Illustration: Chen Xia/Global Times
In the past several years, the world has faced a growing economic headwind which is anti-globalization and against international free trade. Some governments, baffled and perplexed by anemic economic growth, sticky inflation and public unrest over an escalating cost-of-living crisis, have blindly embraced protectionism - an utterly wrong way to address these challenges.
The outcome would only be worse, because trade and investment protectionism or isolation inevitably leads to lower efficiency and even higher prices, which is being vindicated by the elevated inflation and economic downturns in the US, the UK and some European economies.

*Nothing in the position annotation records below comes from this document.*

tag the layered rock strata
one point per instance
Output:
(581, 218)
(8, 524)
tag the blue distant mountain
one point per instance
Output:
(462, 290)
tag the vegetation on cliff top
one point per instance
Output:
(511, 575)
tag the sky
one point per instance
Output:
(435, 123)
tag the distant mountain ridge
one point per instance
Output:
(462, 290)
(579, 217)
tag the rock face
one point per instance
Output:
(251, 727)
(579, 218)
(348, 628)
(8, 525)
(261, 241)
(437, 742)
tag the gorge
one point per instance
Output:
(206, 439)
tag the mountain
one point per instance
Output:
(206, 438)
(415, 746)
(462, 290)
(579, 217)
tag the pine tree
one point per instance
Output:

If these countries refuse to change course and readjust their misplaced policies, then more economic pain lies ahead.
To give the world a glimmer of hope, China, as the new beacon of free trade and globalization, is actively promoting openness, cooperation and integration. Guided by the Belt and Road Initiative, China, the largest trade power backed up with the world's most sophisticated manufacturing industry and the most secure and complete supply chain, is expected to leverage its digital advances and infrastructure capability to shore up economic integration and cooperation in Asia, the Middle East, and more broadly, the Global South.
In contrast, some Western politicians who vehemently advocate "de-coupling", "de-risking" or whatever other detached trade and investment policies which they believe offer them political advantage, will only divide the world's economy, driving it to the abyss of fragmentation, low efficiency and high inflation.
For an example, G7 economies including the US, Japan, Germany, the UK, France, Italy and Canada are expected to struggle to achieve meaningful economic growth in 2023 and 2024. On the contrary, the close integration and partnership between China and the ASEAN will ensure their economies grow further this year. In the first three months of 2023, China's economy rose by 4.5 percent.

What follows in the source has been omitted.